Archive for December 23, 2025

Tuesday, December 23, 2025

iOS 26.3: Proximity Pairing in EU

Juli Clover (Hacker News, Reddit):

The Digital Markets Act requires Apple to provide third-party accessories with the same capabilities and access to device features that Apple’s own products get. In iOS 26.3, EU wearable device makers can now test proximity pairing and improved notifications.

Here are the new capabilities that Apple is adding:

  • Proximity pairing - Devices like earbuds will be able to pair with an iOS device in an AirPods-like way by bringing the accessory close to an iPhone or iPad to initiate a simple, one-tap pairing process. Pairing third-party devices will no longer require multiple steps.
  • Notifications - Third-party accessories like smart watches will be able to receive notifications from the iPhone. Users will be able to view and react to incoming notifications, which is functionality normally limited to the Apple Watch.

I’m looking forward to Apple’s blog post about how easier Bluetooth pairing will put users at risk. The notification forwarding was previously announced, but I didn’t realize it also included support for reactions.

Steve Dent:

However, there’s no indication that it will allow seamless switching between devices as you can do with Apple’s [AirPods], for instance.

Previously:

Brazil: App Marketplaces and External Payments

Joe Rossignol:

Due to regulatory action, Apple has agreed to allow alternative app stores, third-party payment systems for in-app purchases, and in-app links to external offers on iOS in Brazil, according to legal news website MLex and Brazilian blog Tecnoblog.

Previously:

iOS-Android Data Transfer at Setup

Juli Clover:

Apple and Google are teaming up to make it easier for users to switch between iPhone and Android smartphones, according to 9to5Google. There is a new Android Canary build available today that simplifies data transfer between two smartphones, and Apple is going to implement the functionality in an upcoming iOS 26 beta.

[…]

The collaboration will apparently add “more functionality” and support for transferring data types that are not available to transfer with the current tools.

This is good, but I don’t love that it seems to be a private arrangement between Apple and Google. We should all be able to get a dump of our own data.

Juli Clover:

The simplified smartphone switching Apple and Google are adopting is an example of how the Digital Markets Act (DMA) benefits users and developers, the European Commission said today. Apple and Google are making it easier for users to switch between iPhone and Android smartphones, adding an option to transfer data from another smartphone during the device setup process.
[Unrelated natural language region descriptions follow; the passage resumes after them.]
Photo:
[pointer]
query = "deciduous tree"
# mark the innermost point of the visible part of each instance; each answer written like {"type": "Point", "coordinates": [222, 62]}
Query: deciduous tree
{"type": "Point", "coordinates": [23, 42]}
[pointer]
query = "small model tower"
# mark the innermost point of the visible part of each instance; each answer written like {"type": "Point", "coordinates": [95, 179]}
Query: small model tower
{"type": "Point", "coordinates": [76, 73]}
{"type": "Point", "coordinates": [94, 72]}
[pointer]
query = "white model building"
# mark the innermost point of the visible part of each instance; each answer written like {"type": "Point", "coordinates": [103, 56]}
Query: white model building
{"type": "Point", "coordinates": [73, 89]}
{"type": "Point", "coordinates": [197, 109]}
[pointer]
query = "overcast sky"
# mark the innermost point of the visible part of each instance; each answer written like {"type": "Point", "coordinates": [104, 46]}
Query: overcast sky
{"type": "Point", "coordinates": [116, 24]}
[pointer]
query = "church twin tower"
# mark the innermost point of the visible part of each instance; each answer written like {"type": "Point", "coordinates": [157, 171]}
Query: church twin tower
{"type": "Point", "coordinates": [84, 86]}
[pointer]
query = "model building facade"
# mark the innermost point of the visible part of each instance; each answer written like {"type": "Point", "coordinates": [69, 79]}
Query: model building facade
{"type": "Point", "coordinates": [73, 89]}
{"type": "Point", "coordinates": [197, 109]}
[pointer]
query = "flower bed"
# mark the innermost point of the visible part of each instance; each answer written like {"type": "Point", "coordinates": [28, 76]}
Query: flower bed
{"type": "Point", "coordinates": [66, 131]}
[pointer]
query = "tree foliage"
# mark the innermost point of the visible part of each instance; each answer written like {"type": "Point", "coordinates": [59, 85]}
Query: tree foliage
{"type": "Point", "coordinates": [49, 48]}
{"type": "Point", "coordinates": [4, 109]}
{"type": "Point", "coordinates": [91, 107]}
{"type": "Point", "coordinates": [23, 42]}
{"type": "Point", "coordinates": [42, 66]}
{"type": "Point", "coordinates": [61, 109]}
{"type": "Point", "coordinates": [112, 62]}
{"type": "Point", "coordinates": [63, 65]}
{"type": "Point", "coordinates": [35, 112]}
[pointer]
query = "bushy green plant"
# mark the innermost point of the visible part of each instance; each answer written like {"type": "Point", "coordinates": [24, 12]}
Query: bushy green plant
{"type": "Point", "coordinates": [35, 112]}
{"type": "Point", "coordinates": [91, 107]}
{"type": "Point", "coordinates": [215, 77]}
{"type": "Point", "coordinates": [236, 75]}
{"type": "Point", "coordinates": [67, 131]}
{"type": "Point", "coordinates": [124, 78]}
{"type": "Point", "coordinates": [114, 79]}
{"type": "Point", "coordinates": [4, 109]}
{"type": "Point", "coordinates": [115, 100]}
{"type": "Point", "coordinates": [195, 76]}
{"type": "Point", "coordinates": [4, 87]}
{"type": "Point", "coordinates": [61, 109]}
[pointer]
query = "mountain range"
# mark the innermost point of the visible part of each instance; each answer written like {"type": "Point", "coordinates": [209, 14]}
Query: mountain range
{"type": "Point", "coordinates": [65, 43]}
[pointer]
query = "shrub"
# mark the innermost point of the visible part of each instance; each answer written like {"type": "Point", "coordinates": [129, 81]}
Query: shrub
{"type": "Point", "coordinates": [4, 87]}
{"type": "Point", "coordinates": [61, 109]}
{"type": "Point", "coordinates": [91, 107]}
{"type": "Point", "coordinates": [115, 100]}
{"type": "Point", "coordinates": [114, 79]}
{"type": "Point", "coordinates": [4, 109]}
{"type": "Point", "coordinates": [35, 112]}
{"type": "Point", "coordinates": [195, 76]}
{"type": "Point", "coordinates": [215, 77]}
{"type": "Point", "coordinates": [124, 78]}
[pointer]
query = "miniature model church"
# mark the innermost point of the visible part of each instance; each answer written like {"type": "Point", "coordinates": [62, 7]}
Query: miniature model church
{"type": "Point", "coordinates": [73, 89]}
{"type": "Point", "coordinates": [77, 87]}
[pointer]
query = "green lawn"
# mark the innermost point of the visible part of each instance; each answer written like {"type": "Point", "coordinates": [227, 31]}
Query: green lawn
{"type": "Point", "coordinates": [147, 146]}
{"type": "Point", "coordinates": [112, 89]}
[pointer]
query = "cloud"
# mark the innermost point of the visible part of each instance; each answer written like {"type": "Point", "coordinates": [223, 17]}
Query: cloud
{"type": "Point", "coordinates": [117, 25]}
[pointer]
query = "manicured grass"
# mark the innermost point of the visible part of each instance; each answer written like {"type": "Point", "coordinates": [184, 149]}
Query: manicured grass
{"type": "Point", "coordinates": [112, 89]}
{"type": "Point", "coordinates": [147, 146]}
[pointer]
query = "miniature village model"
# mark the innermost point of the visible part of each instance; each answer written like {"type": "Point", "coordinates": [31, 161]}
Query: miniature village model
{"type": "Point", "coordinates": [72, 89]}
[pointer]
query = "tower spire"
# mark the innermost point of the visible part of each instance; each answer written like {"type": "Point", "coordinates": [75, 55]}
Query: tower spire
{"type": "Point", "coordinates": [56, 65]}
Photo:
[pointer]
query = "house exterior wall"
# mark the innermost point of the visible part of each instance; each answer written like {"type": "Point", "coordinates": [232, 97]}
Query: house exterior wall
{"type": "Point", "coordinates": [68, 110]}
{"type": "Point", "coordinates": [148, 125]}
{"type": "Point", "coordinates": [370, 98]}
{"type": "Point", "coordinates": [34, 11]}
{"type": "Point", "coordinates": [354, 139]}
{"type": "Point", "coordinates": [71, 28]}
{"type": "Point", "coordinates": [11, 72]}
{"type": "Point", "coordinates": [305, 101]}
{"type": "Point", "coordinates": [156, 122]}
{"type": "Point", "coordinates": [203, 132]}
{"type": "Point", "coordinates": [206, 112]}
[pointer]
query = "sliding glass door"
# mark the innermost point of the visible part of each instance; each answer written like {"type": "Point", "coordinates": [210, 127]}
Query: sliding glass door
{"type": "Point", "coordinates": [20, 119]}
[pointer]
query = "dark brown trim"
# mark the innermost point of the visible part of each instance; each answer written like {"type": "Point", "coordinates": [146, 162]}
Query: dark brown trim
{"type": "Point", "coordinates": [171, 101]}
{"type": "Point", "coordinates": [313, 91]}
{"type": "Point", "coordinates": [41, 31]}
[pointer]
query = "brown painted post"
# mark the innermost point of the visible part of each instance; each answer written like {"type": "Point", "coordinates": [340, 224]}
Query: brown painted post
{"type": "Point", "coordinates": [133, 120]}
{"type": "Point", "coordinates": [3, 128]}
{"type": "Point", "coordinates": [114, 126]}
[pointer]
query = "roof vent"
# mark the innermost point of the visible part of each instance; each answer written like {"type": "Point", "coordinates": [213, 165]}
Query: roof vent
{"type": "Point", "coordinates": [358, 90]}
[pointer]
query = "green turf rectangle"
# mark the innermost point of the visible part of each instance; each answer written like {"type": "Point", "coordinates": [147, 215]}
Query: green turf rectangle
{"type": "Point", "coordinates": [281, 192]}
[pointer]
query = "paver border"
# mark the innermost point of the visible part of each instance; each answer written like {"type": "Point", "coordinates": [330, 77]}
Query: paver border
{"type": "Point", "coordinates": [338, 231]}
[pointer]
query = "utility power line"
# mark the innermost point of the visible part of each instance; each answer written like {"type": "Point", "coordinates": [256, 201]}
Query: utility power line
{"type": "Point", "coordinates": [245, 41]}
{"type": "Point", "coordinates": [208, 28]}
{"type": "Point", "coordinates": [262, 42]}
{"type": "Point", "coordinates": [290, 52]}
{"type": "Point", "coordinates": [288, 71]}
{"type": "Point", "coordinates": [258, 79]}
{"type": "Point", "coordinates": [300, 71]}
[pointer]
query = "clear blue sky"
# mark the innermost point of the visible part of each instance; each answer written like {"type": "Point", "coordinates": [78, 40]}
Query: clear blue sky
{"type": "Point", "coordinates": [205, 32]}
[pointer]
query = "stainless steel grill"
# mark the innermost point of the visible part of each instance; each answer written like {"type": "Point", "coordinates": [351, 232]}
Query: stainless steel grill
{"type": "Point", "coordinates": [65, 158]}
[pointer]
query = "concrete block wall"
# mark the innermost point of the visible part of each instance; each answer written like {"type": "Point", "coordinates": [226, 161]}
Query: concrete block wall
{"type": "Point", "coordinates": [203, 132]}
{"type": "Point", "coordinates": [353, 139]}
Apple and Google are implementing this functionality because the DMA requires services to offer effective data portability to avoid data lock-in to an operating system.

[…]

The DMA is also the reason why Apple and Google designed a simplified eSIM transfer solution earlier this year.

Previously:

Notarized Mac App That Downloads Malware

Thijs Xhaflaire:

Jamf Threat Labs observed a signed and notarized stealer that did not follow the typical execution chains we have seen in the past. The sample in question looked highly similar to past variants of the increasingly active MacSync Stealer malware but was revamped in its design.

Unlike earlier MacSync Stealer variants that primarily rely on drag-to-terminal or ClickFix-style techniques, this sample adopts a more deceptive, hands-off approach. Delivered as a code-signed and notarized Swift application within a disk image named zk-call-messenger-installer-3.9.2-lts.dmg , distributed via https://zkcall.net/download, it removes the need for any direct terminal interaction. Instead, the dropper retrieves an encoded script from a remote server and executes it via a Swift-built helper executable.

Bill Toulas (Reddit):

The stealer emerged in April 2025 as Mac.C by a threat actor named ‘Mentalpositive’. It gained traction by July, joining the less crowded but still profitable space of macOS stealers alongside AMOS and Odyssey.

A previous analysis of Mac.C by MacPaw Moonlock indicates that it can steal iCloud keychain credentials, passwords stored on web browsers, system metadata, cryptocurrency wallet data, and files from the filesystem.

Jeff Johnson (Mastodon):

I hate to say I told you so but…who am I kidding, I love to say I told you so. In 2019 I wrote a prescient blog post, The true and false security benefits of Mac app notarization, in which I foretold such an attack, suggesting that notarization is security theater.

[…]

Many of the Mac malware “protections” that Apple has added over the years are merely punishments for Mac users and honest Mac developers, making their computing life more miserable while leaving gaping holes for malware to sneak through. (See my own Apple Security Credits, as a Mac developer, not a professional security researcher, and those are just issues that Apple fixed, not all of the issues I discovered.) Earlier this month 9to5Mac also reported, Apple security bounties slashed as Mac malware grows, a tacit admission by Apple of this hopeless situation.

Céline Didone:

it was always about creating fear around the well established practice of installing apps from outside the App Store.